All I can say is that it definitely has made a difference in my case! I was skeptical, but it's clearly working. I've had two treatments (with 4wks b/w) and I'm now about 90% free of all pain. This is far better than what I was able to accomplish through icing, bracing, cortisone shots, etc.. Though the shots are quite painful, they are considered (even by those who are question the treatments effectiveness) to be quite safe and non-invasive. If you have persistent TE, I urge you to ask your doctor what he knows of prolotherapy. If he knows very little, then I urge you to call around to other Sports-medicine practices until you find some who can refer you to a practioner. You can also visit prolotherapy.co(m) to read up and find a listing of practicing physicians in your area.

James Brown
04-15-2004, 11:17 AM
do you know if this works with golfer's elbow as well? Thanks for your story

hifi heretic
04-15-2004, 12:59 PM
James... visit the website. Prolotherapy - according to its advocates - works for a whole host of tendon and ligament related problems.

bee
06-25-2004, 10:19 PM
LONGBODY RACQUETS CAUSE MORE STRESS ON THE ELBOW. AVOID THEM IF YOU HAVE A TENDENCY TOWARDS ELBOW PROBLEMS.

NATURAL GUT STRINGS REALLY MAKE A DIFFERENCE AND SUPPLY ADDED POWER AS WELL! WHAT'S NOT TO LIKE? THE PRICE IS NOT THAT BAD IF YOU CONSIDER INJURY PREVENTION AS PART OF THE BARGAIN. HMMM?
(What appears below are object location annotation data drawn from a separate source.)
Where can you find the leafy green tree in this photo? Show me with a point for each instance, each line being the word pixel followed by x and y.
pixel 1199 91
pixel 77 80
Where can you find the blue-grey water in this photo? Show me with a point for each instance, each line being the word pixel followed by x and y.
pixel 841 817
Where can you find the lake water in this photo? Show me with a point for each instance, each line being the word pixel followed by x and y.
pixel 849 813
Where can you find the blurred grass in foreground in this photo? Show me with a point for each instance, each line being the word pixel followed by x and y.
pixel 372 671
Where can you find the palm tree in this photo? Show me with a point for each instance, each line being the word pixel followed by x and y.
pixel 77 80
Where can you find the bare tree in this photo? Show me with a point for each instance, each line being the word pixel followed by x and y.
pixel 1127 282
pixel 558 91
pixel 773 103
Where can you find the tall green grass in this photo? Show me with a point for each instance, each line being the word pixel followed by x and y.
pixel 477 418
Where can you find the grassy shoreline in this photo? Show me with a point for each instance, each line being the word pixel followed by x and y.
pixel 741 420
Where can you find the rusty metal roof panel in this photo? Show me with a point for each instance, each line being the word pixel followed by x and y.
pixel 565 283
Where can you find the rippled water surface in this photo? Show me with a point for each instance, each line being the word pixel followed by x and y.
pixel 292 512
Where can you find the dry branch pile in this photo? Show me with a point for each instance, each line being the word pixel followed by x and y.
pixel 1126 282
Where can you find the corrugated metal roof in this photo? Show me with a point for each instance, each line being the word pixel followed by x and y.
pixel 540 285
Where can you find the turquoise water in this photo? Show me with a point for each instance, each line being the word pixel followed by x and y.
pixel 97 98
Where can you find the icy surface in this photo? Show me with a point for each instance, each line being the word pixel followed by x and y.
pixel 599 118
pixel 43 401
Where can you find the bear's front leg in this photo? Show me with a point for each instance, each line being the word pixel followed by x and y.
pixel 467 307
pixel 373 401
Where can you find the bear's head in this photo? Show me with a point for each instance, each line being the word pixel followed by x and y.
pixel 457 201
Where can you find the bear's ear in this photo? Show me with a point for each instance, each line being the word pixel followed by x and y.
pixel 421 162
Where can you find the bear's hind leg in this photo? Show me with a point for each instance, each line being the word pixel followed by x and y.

TAKING A HOT SHOWER BEFORE PLAYING CAN HELP. LET THE WATER STREAM MASSAGE THE UPPER BODY AND STRETCH A BIT. OH YEAH!

FOLLOW THROUGH. LOOK AT HOW YOUR SWINGING. DON'T BE NEUROTIC ABOUT IT. FOLLOW ON THROUGH AND HIT THE THING. YEAH, IT MIGHT GO OUT...OR IT JUST MIGHT BE A SCREAMER THAT LANDS IN. REALLY. BEING TENATIVE AND CHECKING THE SWING MIDWAY (AS I'VE BEEN PRONE TO DO) PUTS A LOT OF STRESS ON THE ELBOW.

IF YOU GET THE SORE ELBOW PART OF THE TREATMENT IS TO JUST NOT PLAY FOR SEVERAL WEEKS OR MONTHS AND THEN GO AT IT AGAIN WITH SOME CHANGES MADE. AND, UH...IF NOTHING CHANGES, NOTHING CHANGES.

BEE

arthriticknee
07-16-2010, 03:10 AM
Both tennis and golfers elbow are extremely frustrating conditions that are caused by gripping objects like racquets and clubs. I know plenty of golfers with tennis elbow and vice versa. They are essentially the same condition in a different location. If the wrist extensors are aggravated, the pain is located on the outside of the elbow (if your arm is out straight and palm facing foreward), when the pain is on the inside, it is golfer's elbow and it is the origin of the wrist flexors that is to blame.
This problem has been annoying physical therapists like myself for years. Many treatments (like ultrasound, stretching, massage, cortisone injections) help some people but not all.
Thankfully things have changed. Other parts of the body suffering from tendonitis have always responded well to eccentric exercise. The only problem with the elbow was that no one (myself included) could work out a simple way of doing these.
A smarter physical therapist called Tim Tyler solved the riddle with an ordinary piece of exercise equipment called a flexbar - a rubber bar that lets you build tension through rotation.
It is not great for business but anyone with either golfers or tennis elbow (and this counts for even the most long-term, stubborn cases) I do a single session to show them the eccentric exercise and send them on their way.
There are numerous websites that have detailed instructions including written steps and video examples.
An easy to understand one for Tennis Elbow is www.flexbar.info (http://www.flexbar.info)
For golfer's elbow try:
http://hubpages.com/hub/Golfers-Elbow

NOTE: You need to be 100% sure of which type of tendonitis you have. Doing the golfers elbow exercises when you have tennis elbow will get you nowhere and may exacerbate the problem. If in doubt, see your physical therapist!

mikeler
07-16-2010, 04:14 AM
Ultrasound combined with electrostimulation treatments have worked well for myself and several people down at the club I play at. It took about 12 sessions for my elbow to get better with no playing. The flexbar is great AFTER your elbow is healed to prevent future flareups.